Ivermectin ist ein Wirkstoff, der zur Behandlung verschiedener Parasiteninfektionen eingesetzt wird. In den bereitgestellten Quellen wird detailliert beschrieben, wie das Arzneimittel angewendet wird, welche Erkrankungen behandelt werden können und warum Ivermectin in Deutschland ein verschreibungspflichtiges Medikament ist. Dieser Artikel bietet eine umfassende Übersicht über die Indikationen, Wirkstoffe und Anwendungsbereiche von Ivermectin, wobei ausschließlich auf die bereitgestellten Informationen zurückgegriffen wird.
Einführung
Ivermectin ist ein Arzneimittel, das zur Behandlung bestimmter Parasiteninfektionen eingesetzt wird. Es handelt sich dabei um ein verschreibungspflichtiges Präparat, das ausschließlich unter ärztlicher Aufsicht angewendet werden darf. In den bereitgestellten Quellen wird Ivermectin in unterschiedlichen Darreichungsformen beschrieben, insbesondere in Tablettenform mit einer Wirkstoffkonzentration von 3 mg. Dieser Wirkstoff ist in mehreren Marken erhältlich, darunter Ivermectin-biomo, Ivermectin Carefarm und Ivermectin-ratiopharm.
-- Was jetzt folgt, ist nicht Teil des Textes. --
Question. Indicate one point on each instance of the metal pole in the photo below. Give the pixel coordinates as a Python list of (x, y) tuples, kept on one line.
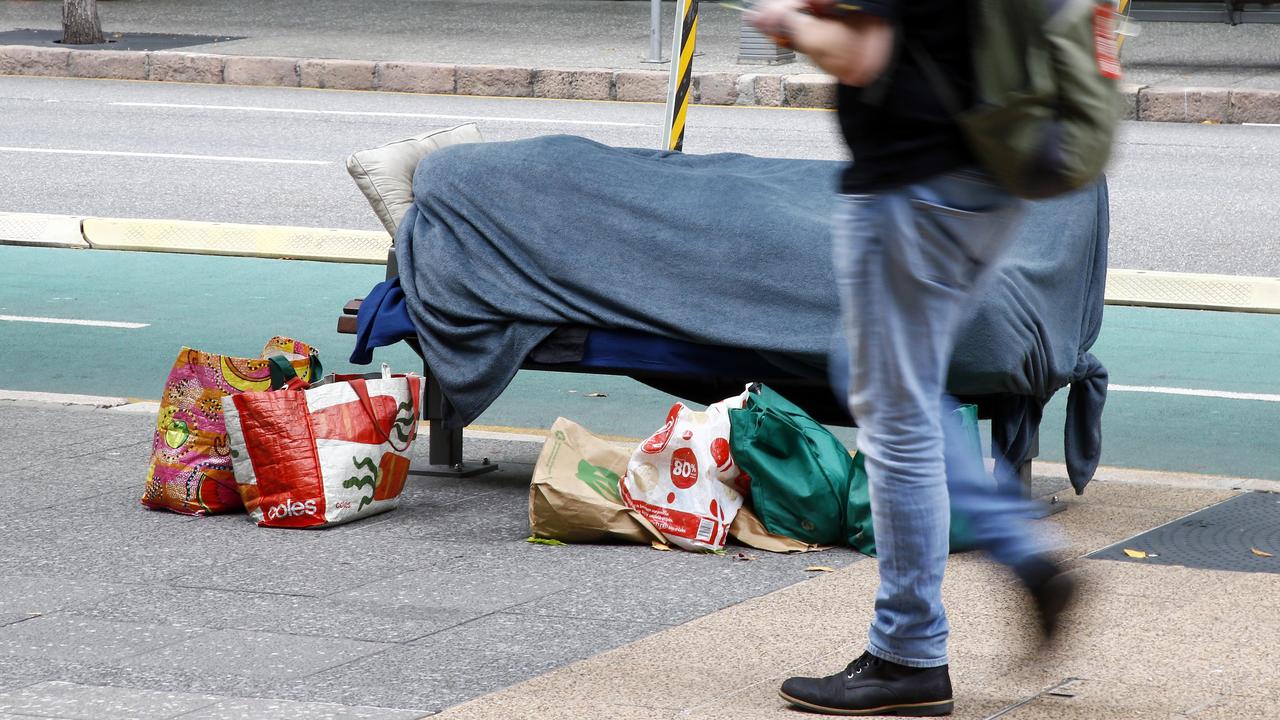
[(684, 40), (654, 36)]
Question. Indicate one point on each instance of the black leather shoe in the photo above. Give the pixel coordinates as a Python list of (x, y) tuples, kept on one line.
[(871, 686), (1051, 588)]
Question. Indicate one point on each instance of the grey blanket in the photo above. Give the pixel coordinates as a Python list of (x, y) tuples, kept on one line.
[(508, 241)]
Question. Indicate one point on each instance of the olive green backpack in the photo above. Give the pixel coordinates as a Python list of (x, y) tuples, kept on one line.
[(1046, 92)]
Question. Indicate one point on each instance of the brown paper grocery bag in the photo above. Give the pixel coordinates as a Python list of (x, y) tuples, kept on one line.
[(574, 497)]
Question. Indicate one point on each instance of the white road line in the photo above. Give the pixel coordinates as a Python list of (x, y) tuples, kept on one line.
[(74, 322), (380, 114), (1194, 392), (165, 155)]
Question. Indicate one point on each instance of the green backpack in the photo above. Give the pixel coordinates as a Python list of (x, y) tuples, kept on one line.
[(1047, 101)]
Die Anwendung von Ivermectin ist auf die Behandlung von Parasiteninfektionen begrenzt, wobei in den Quellen drei Hauptindikationen beschrieben werden:
- Intestinale Strongyloidiasis (Anguillulosis) – eine Darminfektion verursacht durch den Fadenwurm Strongyloides stercoralis,
- Mikrofilarämie – eine Blutinfektion, die auf lymphatische Filariose zurückzuführen ist, verursacht durch unreife Stadien des Wurms Wuchereria bancrofti,
- Skabies (Krätze) – eine Hautinfektion durch Hautmilben, die Gänge unter der Hautoberfläche graben und starken Juckreiz verursachen.
Es ist wichtig zu betonen, dass Ivermectin nicht gegen ausgewachsene Würmer wirkt, sondern sich primär auf unreife Stadien konzentriert. Die Anwendung des Arzneimittels setzt voraus, dass ein Arzt eine Parasiteninfektion diagnostiziert hat oder sie zumindest vermutet.
Wirkstoff und Zusammensetzung
In allen Quellen wird Ivermectin als Wirkstoff beschrieben, der in Tablettenform zur Verfügung steht. Die jeweiligen Tabletten enthalten 3 mg Ivermectin pro Einheit. In den Herstellerangaben werden zudem Hilfsstoffe aufgelistet, die in den verschiedenen Präparaten enthalten sein können. Dazu zählen:
- Butylhydroxyanisol, ein Antioxidans,
- Cellulose, mikrokristallin, als Füllstoff,
- Citronensäure, wasserfrei, als Stabilisator,
- Magnesium stearat (Ph. Eur.) [pflanzlich], als Schmiermittel,
- Maisstärke, vorverkleistert, als Bindemittel.
Die genaue Zusammensetzung kann je nach Hersteller variieren, wie die Quellen zeigen, die sich beispielsweise auf die Marken Carefarm, ratiopharm und biomo beziehen. Allerdings ist die Grundzusammensetzung in allen Fällen ähnlich, was darauf hindeutet, dass Ivermectin in Deutschland standardisiert hergestellt wird.
Anwendungsbereiche
Intestinale Strongyloidiasis
Die intestinale Strongyloidiasis, auch als Anguillulosis bezeichnet, ist eine Infektion des Darms, die durch den Fadenwurm Strongyloides stercoralis verursacht wird. Ivermectin ist ein zentraler Bestandteil der Therapie dieser Erkrankung. In den Quellen wird erwähnt, dass das Arzneimittel in diesem Kontext angewendet wird, um die Parasiten abzutöten. Es ist wichtig zu beachten, dass Ivermectin nur in Anwesenheit eines Arztes eingesetzt werden darf, da die Dosis individuell angepasst werden muss und die Behandlung engmaschig überwacht werden sollte.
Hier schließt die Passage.